The duty technician was unknown to me, a person with a mullet hairstyle greased behind his ears.
‘Louise Moon,’ I said. ‘For the Coroner. I’ve come for Edith Woods.’
‘She’s saying her prayers,’ he laughed, directing me towards the cutting room. A student in a bloody apron, a raw girl with rheumy eyes, was stitching the body of my old woman. Impawala favoured me with a broad smile. ‘We’ve got an extra pair of hands here now, thanks to you, Louise.’ She n
odded at the student. ‘Professor Androssoff’s been in. She’s just helping us close up.’
‘And the report?’
‘Stroke,’ she said finally. ‘What it is to have friends in high places.’
Mullet-head was shifting Edith Woods onto a trolley. The dead woman’s hand flopped down at her side. I noticed the dirt beneath the fingernails. ‘I am sorry,’ I told the corpse. ‘I am trying to make things right for you.’ The technician exchanged a sly glance with the student.
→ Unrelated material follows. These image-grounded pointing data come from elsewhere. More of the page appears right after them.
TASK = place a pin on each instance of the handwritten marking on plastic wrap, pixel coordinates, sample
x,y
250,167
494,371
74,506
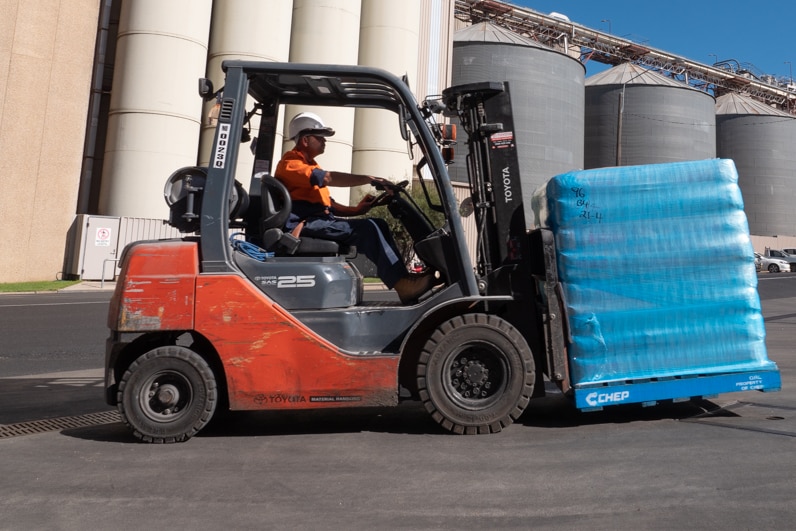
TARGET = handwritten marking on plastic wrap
x,y
589,212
They would all be getting a rise out of Professor Androssoff’s old succubus. I didn’t care.
‘I’ll put her in number thirteen.’ The technician pushed the trolley towards the row of newly-humming fridges. ‘Unlucky for some.’
I went through to the fly-spotted cupboard where the departmental administrator had her terminal, an appropriately cheerless ambience in which to set down the causes of death. The hospital saw death as the ultimate failure, a thing to be spoken of in whispers, to be hidden away behind screens and under sheets. Some of the clinicians here regarded death as no more than a change of condition, a change with ever shifting shades of meaning. What did death mean anyway, in the Twenty-First Century? Heart-stopping death pre-dated the dawn of defibrillators. You could keep a brain stem alive when everything else had ceased to function, so what did it mean when the brain stem died if everything else was functioning artificially, though, to all intents and purposes, quite normally (or what passes for normally), courtesy of a machine? And what of all those organs – kidneys, hearts, livers, eyes – removed from accident victims at point of death and transplanted into the sick? Did that mean the donors weren’t really dead, at least not in their entirety, or had they somehow been transposed into another system, efficiently recycled by modern metaphysicians? Thanks to my line of work, I knew what death looked like on the face of it, but even now I couldn’t say, I couldn’t even begin to say I knew what death was.